Nevertheless, this tendency does become problematic when it makes it difficult to defend the interests of society as a whole against the interests of particular individuals or groups, evoking James Madison’s concerns about factions. Just as for neoconservatives every tin pot dictator is always Hitler in 1938, for liberals every social issue is always Selma.
If you oppose whatever war the neoconservatives wish to fight, you are enabling a new Hitler. If you disagree with whatever social cause the liberal champions, you are the new Hitler, or at least the new Bull Connor.
But everywhere isn’t always Munich and it isn’t always Selma. Immigration policy isn’t simply a referendum about how the country feels about Hispanics; marriage isn’t merely a referendum about how the country feels about gay people. When all politics is identity politics, it becomes difficult to discuss or debate any other aspects of these issues.
And debate them we should. On immigration, it is not at all clear that the Gang of Eight approach is good for low-wage workers, who are themselves disproportionately black and Hispanic. Or recent immigrants. Or income inequality.
Gay marriage is more complicated. It is entirely consistent with the private reasons many, perhaps most, people get married, even if it is inconsistent with most of the public goals the government seeks to advance through its involvement in marriage.

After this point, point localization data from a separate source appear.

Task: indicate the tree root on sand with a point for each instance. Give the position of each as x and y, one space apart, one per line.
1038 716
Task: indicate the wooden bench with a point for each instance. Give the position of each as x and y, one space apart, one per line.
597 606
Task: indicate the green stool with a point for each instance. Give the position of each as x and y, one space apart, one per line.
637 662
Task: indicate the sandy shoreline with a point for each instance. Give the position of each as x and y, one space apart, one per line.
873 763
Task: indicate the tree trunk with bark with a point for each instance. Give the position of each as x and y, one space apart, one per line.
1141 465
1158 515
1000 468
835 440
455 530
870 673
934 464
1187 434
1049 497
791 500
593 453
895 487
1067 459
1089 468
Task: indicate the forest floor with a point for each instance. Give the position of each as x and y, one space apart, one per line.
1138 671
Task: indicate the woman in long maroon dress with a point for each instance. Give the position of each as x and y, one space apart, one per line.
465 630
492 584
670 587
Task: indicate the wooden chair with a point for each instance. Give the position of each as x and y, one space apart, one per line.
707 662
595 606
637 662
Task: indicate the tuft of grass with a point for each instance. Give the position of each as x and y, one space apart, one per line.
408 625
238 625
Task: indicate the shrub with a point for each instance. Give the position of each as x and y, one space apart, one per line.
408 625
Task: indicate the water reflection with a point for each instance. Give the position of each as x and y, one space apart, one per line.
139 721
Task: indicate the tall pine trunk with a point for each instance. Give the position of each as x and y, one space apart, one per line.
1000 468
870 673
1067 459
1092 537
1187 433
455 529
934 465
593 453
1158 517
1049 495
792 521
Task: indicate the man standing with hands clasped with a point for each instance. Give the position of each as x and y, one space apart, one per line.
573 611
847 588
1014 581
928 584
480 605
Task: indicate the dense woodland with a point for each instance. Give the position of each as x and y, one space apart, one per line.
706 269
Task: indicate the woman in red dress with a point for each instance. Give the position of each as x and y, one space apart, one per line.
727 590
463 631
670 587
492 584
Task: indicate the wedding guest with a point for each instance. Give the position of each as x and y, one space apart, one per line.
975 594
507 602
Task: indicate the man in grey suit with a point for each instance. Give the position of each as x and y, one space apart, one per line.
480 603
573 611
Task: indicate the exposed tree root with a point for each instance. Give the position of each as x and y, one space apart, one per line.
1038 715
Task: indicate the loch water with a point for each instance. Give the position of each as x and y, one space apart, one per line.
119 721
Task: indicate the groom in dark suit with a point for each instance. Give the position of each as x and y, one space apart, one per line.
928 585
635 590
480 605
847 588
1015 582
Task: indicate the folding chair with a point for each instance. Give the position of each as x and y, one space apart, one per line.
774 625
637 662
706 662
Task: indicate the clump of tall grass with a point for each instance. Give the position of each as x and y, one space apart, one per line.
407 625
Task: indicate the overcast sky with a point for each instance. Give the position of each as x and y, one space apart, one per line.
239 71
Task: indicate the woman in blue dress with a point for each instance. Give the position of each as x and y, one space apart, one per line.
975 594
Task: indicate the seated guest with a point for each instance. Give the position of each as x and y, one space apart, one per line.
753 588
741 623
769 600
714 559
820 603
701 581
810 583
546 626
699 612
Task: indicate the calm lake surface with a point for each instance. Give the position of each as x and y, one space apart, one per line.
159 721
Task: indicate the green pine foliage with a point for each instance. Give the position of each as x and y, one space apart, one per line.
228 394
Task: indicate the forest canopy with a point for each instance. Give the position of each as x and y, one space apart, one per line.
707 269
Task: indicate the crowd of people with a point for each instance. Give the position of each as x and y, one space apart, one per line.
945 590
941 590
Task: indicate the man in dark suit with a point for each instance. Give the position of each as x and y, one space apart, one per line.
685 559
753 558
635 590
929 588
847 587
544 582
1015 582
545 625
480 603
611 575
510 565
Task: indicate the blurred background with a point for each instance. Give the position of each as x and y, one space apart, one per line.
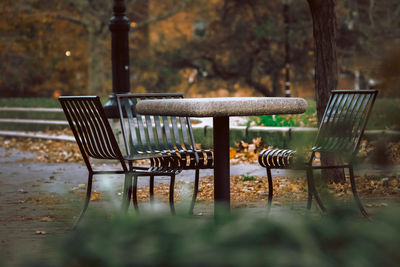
199 47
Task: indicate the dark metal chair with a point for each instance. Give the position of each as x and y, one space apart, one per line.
96 140
339 135
170 136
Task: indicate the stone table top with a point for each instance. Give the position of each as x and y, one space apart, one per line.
222 106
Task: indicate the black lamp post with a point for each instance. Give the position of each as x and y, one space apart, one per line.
287 47
119 27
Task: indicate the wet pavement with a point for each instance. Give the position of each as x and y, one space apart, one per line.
38 199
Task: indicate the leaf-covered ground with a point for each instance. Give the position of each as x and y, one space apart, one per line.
243 188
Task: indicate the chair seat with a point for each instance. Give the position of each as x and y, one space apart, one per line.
276 158
188 158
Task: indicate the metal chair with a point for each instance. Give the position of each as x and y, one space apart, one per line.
339 135
170 136
96 140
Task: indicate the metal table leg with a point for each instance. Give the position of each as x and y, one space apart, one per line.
221 165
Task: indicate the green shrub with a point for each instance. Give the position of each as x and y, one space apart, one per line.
340 238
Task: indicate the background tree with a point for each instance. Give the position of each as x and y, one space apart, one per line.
324 28
241 46
82 25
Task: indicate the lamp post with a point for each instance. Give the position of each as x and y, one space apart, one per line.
119 27
287 47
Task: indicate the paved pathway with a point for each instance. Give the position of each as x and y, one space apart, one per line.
36 198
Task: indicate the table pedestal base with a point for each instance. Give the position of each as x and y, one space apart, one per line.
221 165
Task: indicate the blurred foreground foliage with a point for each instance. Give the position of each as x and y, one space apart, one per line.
340 238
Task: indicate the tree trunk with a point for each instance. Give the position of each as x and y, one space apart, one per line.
324 29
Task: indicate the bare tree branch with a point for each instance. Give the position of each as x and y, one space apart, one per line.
166 15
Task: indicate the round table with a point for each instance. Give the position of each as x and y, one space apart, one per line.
221 109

The social costs of decline of marriage in many communities are real, yet family breakdown mostly predates the emergence of gay marriage as a political issue. In fact, the shift away from the conjugal view of marriage is what made gay marriage thinkable in the first place.

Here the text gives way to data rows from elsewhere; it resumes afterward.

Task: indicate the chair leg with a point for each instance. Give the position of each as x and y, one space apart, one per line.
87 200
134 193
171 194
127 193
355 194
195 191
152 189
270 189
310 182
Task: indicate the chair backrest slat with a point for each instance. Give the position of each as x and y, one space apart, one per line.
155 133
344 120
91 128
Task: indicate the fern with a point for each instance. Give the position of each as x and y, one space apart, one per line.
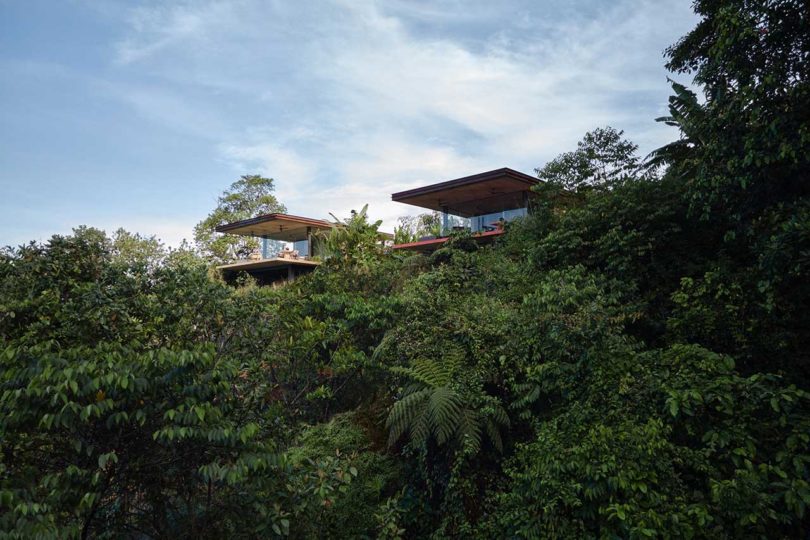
432 407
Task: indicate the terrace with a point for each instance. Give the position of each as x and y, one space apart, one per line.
289 247
481 203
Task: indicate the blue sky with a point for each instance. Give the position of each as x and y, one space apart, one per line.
138 114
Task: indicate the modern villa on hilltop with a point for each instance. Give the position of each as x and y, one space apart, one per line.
298 257
480 203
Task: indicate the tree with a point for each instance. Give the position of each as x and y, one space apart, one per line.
601 159
752 135
411 228
250 196
353 240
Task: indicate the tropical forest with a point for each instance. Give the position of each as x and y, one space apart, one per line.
629 360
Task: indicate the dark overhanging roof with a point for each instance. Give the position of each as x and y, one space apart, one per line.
284 227
483 193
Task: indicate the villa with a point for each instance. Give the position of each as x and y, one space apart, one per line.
480 203
298 256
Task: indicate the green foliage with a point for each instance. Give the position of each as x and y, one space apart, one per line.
412 228
431 407
602 158
250 196
353 240
631 360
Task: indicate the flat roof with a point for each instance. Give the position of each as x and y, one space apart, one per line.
483 193
284 227
264 264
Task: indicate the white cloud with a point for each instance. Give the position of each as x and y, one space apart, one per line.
344 102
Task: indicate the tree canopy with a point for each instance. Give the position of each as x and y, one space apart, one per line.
250 196
631 360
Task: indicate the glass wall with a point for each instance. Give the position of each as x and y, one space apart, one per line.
483 223
489 222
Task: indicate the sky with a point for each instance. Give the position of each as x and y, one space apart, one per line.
139 114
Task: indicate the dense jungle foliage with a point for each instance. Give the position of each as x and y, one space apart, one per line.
630 361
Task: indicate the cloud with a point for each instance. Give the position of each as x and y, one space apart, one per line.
345 101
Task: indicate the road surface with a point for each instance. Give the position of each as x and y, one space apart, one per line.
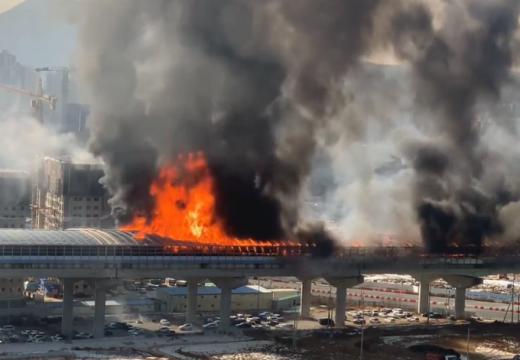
365 297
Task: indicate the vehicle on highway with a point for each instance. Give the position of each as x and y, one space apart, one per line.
186 327
374 321
210 326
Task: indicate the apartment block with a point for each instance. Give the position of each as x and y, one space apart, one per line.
15 196
68 195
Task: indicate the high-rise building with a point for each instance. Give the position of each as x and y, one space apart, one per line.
68 195
15 197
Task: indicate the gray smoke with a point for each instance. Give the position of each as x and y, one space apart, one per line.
249 83
460 187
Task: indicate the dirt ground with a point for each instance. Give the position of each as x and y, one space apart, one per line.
392 343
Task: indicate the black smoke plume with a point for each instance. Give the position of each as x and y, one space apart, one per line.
459 190
249 83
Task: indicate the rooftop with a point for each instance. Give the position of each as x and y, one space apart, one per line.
83 237
213 290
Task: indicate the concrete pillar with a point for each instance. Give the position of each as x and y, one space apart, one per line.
67 320
341 304
191 301
306 296
226 286
461 283
99 311
423 304
460 303
341 285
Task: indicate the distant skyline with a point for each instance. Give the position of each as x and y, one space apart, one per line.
8 4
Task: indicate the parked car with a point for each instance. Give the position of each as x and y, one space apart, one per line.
186 327
244 325
210 326
374 321
359 321
164 329
285 326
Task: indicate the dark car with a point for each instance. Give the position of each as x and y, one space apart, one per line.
244 326
433 315
326 322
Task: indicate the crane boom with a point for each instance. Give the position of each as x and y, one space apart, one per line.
46 98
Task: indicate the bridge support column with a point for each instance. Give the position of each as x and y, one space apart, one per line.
305 298
423 301
341 285
67 319
461 283
99 311
191 301
226 286
100 294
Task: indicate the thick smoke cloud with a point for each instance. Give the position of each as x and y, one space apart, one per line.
249 83
274 95
459 188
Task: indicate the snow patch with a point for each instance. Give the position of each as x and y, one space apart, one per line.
493 354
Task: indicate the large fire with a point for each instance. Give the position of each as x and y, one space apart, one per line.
184 206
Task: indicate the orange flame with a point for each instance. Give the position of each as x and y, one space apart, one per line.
184 206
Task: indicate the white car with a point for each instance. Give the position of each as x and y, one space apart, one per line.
164 329
210 326
186 327
374 321
285 326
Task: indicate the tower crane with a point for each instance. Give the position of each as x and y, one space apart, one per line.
64 87
38 98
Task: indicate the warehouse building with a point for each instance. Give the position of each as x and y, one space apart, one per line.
244 298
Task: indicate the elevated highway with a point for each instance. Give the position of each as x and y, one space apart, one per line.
101 257
118 254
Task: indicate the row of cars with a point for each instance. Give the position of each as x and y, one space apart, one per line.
389 315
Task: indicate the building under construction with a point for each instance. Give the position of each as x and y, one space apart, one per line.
68 195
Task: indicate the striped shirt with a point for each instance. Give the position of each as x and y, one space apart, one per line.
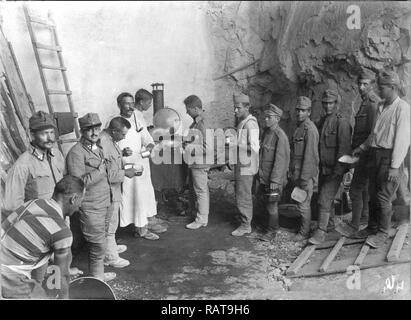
31 233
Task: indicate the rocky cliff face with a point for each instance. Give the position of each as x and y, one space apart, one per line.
299 48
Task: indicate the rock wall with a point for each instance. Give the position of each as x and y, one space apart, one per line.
302 47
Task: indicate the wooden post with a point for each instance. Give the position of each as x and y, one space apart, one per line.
397 243
332 254
301 260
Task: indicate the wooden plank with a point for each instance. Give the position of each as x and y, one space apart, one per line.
362 254
41 21
332 243
344 269
23 85
47 47
237 69
301 260
45 66
50 91
332 254
397 243
12 74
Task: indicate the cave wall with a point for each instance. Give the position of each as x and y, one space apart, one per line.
115 46
302 47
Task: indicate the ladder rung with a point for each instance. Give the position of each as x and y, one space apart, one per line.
41 21
44 66
47 47
59 92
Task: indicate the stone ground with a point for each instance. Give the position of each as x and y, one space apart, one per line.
209 263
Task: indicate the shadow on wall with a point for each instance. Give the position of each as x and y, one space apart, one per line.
304 47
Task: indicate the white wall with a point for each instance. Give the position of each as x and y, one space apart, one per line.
112 47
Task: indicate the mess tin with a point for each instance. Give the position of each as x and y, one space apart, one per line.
299 195
138 167
272 196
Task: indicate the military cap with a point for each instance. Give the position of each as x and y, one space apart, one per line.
273 110
330 95
241 98
389 77
89 120
303 102
366 74
41 120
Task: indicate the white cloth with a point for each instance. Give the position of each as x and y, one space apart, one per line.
138 200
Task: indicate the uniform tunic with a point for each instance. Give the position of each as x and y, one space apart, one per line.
33 176
364 122
389 144
304 167
248 133
335 141
274 157
304 152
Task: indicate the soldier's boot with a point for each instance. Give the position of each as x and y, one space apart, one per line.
357 208
372 227
365 209
304 231
331 221
273 219
318 237
321 232
347 229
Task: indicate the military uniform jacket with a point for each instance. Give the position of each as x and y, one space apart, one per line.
33 176
335 141
89 165
365 117
114 162
304 152
274 157
198 132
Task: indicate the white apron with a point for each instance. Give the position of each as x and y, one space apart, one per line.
138 201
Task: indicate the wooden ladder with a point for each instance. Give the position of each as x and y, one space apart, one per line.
30 20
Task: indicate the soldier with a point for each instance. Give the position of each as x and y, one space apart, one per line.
364 121
273 168
335 141
36 171
248 133
304 162
138 201
32 234
86 161
388 144
109 139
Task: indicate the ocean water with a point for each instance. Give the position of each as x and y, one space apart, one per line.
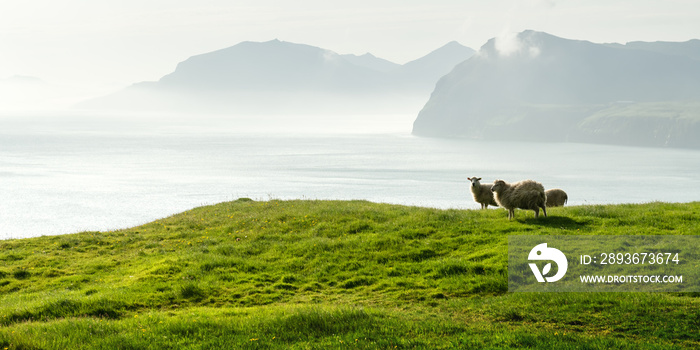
68 174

Nevertheless, concerns about making biological parenthood a less significant part of marriage deserved a wider hearing outside of conservative circles. This issue should have gotten at least as much respectful attention as the umpteenth invocation of “Will and Grace,” rather than constantly being dismissed with a sneer.

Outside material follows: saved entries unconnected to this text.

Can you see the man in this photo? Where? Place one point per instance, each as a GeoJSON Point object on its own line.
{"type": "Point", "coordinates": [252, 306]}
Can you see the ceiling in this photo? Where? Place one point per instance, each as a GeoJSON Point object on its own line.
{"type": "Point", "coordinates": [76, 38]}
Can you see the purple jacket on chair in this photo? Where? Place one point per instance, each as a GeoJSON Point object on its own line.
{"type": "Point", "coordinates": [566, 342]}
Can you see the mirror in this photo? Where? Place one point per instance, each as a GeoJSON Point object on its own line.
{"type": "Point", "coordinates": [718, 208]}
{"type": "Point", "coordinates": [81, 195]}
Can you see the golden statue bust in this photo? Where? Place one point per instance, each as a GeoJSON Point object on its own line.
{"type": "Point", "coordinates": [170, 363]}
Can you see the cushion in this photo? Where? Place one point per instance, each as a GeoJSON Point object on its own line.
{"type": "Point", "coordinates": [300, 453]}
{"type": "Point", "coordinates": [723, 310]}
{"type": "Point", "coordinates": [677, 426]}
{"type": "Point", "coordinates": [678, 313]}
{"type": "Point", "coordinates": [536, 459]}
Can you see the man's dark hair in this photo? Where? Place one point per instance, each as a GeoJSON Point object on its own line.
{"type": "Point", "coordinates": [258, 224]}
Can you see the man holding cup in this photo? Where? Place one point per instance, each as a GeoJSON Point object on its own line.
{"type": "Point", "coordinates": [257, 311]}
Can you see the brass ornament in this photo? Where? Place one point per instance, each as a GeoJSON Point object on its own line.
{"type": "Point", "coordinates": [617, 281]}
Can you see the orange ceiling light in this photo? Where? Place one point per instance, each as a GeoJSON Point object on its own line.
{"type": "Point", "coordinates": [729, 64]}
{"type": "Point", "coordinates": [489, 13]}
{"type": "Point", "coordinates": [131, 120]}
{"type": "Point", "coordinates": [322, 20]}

But the 11 million people who stand to gain legal status if the immigration bill passes, along with their friends and family, are easy to see. So are the couples who aspire to have their unions recognized as marriages. They are mostly decent, hard-working people.
How can we say no? The people who might lose out from the Gang of Eight are harder to identify—though not impossible, which is why the immigration bill could yet be defeated. Many of the people who would lose out if same-sex marriage contributes to the decline of the institution aren’t even born yet.
Like the welfare state, the benefits are concentrated and the costs diffuse.
Even if every negative consequence predicted by the opponents of both innovations comes to pass, they can always be blamed on dozens of other factors. The people who vote yes will be seen as the winners of history, civil-rights heroes, no matter what.
For Republicans, often criticized for being the “party of no,” the political difficulties are obvious. They are often in the position of saying no, until eventually they are worn down, almost beaten into submission.
On both immigration and gay marriage, the party’s base is largely on one side and the new voters Republicans need to appeal to are on the other. The arguments that they will benefit politically from passing the immigration bill are weak. The case that they will be harmed by defeating it is somewhat stronger.
As recently as 2006, when the Senate was voting down the federal marriage amendment, Democratic leaders stood up and insisted they really opposed gay marriage. In 2008, every Democratic presidential candidate with a chance of winning pretended to oppose gay marriage. Barack Obama kept up the charade until last May.
Now Republicans are caught flat-footed by the sudden change in the political environment on gay marriage. They are being lobbied to change by GOP consultants working with the American Civil Liberties Union, an organization conservative groups have felled many trees denouncing.
With apologies to Elton John and Bernie Taupin, no seems to be the hardest word.
W. James Antle III is editor of the Daily Caller News Foundation and author of Devouring Freedom: Can Big Government Ever Be Stopped?